Updated on 2025-08-25 GMT+08:00

Execution Plan Operator

Operator Introduction

In a SQL execution plan, each step indicates a database operator, also called an execution operator. In DataArts Fabric SQL, operators serve as fundamental data processing units. Efficiently combining these operators and optimizing their order and execution methods can enhance data processing performance.

Operators in DataArts Fabric SQL are categorized into scan operators, control operators, materialization operators, join operators, and others.

Scan Operators

A scan operator scans data in a table, processing one tuple at a time for the upper-layer node. It operates at the leaf node of the query plan tree and can scan tables, result sets, linked lists, and subquery results.
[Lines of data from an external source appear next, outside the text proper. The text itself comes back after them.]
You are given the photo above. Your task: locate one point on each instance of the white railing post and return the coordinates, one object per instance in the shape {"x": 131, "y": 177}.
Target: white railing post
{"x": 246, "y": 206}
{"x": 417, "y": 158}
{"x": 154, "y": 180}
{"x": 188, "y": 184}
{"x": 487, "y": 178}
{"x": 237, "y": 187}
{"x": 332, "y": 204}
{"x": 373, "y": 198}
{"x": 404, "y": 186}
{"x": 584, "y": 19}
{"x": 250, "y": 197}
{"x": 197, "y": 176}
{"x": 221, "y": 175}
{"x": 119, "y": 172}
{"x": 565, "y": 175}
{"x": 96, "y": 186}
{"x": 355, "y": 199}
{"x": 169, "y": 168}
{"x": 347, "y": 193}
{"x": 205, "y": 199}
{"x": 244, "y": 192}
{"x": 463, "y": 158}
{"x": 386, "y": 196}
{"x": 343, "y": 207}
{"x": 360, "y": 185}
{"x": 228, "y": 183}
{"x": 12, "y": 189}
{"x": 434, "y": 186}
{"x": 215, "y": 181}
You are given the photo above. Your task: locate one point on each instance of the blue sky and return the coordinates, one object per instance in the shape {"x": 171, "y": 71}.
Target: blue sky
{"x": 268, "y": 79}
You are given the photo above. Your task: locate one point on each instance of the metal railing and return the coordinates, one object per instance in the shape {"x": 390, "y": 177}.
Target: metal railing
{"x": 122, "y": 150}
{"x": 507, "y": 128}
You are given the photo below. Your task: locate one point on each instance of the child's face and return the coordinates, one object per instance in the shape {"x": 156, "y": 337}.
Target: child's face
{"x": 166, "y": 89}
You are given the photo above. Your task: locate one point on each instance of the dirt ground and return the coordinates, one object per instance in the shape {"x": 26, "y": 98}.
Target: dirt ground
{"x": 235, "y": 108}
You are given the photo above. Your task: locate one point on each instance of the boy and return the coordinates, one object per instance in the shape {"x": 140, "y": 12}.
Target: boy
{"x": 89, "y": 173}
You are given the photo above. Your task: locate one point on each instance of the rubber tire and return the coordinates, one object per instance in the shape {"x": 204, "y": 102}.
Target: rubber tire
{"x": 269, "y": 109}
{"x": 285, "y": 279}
The following table lists common scan operators.

Table 1 Scan operators

Operator

Description

Scenario

VecForeignScan

Sequential scanning

Basic scan operator, used to scan external tables.

VecSubqueryScan

Subquery scanning

Another query plan tree (subplan) is used as the scanning object to scan tuples.

FunctionScan

Function scanning

FROM function_name

ValuesScan

Values linked list scanning

It scans the given tuple set in VALUES clauses.

Join Operators

A join operator corresponds to a join operation in relational algebra. Taking joining t1 table and t2 table as an example, the primary centralized join types include inner join, left join, right join, full join, semi join, and anti join, with implementations such as Nestloop, HashJoin, and MergeJoin.
Table 2 Join operators

Operator

Description

Scenario

Implementation Feature

VecNestLoop

Nested loop join, which is a brute force approach. It scans the inner table for each row.

Inner Join, Left Outer Join, Semi Join, Anti Join

It is used for queries that have a smaller subset connected. In nested loops, the outer table drives the inner table, and every row returned by the outer table must be searched in the inner table to find its matching row. Hence, the result set returned by the entire query should not be too large (not exceeding 10,000), and the table returning the smaller subset should serve as the outer table, with indexes preferably added to the connection fields of the inner table.

Vector Sonic HashJoin

Hash join: The inner and outer tables use the join column's hash value to create a hash table. Matching values are then stored in the same bucket. The two ends of an equal join must be of the same type and support hash.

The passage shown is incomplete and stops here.